The parts of the inference engine can be KB language specific or the way the author codes but basically just as a developer would develop a compiler for a language is the way a NLP program is built. The difference is that in a compiler the input language is a computer language and the output language is also a computer language (mostly assembly code). But in case of a natural language processor the input is a natural language and output is pragmatic analysis of what the sentence means. Therein lies the complexity of the problem because natural language grammars are not so hard and fast as computer grammars, so how to precisely analyze a sentence?
A problem of fooling around with a computer is an interesting one. Suppose that a user instead of seriously chatting with the programs tries to fool it and provides it misinformation or rumors. How to know what the mood of the user is through his input? Moreover how to respond when he is trying to say that he once went to sun. A human being can understand this very easily but for a computer to understand this is very difficult.

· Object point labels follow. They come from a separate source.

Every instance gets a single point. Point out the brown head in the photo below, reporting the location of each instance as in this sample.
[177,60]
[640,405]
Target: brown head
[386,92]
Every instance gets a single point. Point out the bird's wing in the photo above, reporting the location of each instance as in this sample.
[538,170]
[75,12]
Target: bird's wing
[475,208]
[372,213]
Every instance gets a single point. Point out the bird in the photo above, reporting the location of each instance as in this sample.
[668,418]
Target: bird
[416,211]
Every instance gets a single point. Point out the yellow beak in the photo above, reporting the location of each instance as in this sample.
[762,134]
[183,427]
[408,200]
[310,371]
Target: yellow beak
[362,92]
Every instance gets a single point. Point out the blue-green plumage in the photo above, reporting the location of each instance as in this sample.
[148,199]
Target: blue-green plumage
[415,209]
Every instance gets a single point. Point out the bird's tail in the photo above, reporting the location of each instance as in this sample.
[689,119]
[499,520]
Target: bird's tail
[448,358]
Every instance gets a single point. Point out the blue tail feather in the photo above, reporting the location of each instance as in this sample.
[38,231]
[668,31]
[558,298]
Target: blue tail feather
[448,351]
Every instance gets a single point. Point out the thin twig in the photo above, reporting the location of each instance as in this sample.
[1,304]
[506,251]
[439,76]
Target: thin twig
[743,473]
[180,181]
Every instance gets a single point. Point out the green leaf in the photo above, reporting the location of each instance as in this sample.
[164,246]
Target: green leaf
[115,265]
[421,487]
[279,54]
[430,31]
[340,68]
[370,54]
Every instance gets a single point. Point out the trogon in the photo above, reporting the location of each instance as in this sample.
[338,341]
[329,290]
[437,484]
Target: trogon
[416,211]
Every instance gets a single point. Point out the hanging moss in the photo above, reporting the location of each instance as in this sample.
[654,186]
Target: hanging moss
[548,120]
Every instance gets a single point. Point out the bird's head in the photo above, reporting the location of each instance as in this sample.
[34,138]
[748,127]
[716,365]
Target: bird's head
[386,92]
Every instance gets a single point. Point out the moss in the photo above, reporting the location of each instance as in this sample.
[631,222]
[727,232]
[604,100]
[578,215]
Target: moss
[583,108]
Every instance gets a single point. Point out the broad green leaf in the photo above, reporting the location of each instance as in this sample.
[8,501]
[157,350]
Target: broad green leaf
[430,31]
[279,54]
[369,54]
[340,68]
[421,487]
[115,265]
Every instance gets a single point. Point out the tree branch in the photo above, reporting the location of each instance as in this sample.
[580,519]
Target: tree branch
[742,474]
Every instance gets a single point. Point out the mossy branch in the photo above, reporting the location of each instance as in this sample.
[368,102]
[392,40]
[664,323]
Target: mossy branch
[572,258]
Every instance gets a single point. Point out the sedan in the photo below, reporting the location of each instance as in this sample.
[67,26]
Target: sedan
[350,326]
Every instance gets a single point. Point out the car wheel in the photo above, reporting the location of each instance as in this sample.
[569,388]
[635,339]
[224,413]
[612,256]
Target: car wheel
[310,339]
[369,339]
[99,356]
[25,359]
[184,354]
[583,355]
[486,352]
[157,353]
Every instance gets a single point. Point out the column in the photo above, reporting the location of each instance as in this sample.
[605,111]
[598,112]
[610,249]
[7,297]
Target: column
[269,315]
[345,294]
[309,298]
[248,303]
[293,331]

AI is a vast field and NLP is not the only intriguing domain in it. AI includes robotics (the more enhanced one is called cybernetics) and searching. Whereas searching is much simpler than the earlier two, Robotics is a field which has still to see the creation of an artist by technology.

Say we talk of a droid and with droid I mean robots like the one concealed by pentagon (which can supposedly swim, talk, and even shoot, is it myth or reality?) and not the one's like Asimo being displayed year after year by companies like Honda. What should this Artificial Life form possess to be called intelligent? First of all if it can talk it has NLP. Then comes speech processing (which is in its nascent stages of development) and recognition, for computer vision it has to have static and dynamic visualization and 3D (or at least 2D) recognition of objects and sense of touch (force or heat sensor can do this) leaving apart the cybernetic and electro-mechanical components of the droid. Sense of smell and taste have not yet been started to be created artificially.

So making of this droid involves so many difficult and complex tasks which are still being understood, leave apart the feat shown in Spielberg's AI. Well that even deals with Ontology (the part of AI that deals with computer consciousness), conscience (the ultimate intellect) and artificial tissues.

By taking into account the progress made by AI since its inception we can ask questions like - has science lived up to science fiction? Well it is always easier said than done but still when does the reader think the Turing Test will be passed, if ever. And is Artificial Intelligence intelligent enough by 2005 or is it just dumb machines doing specialized jobs?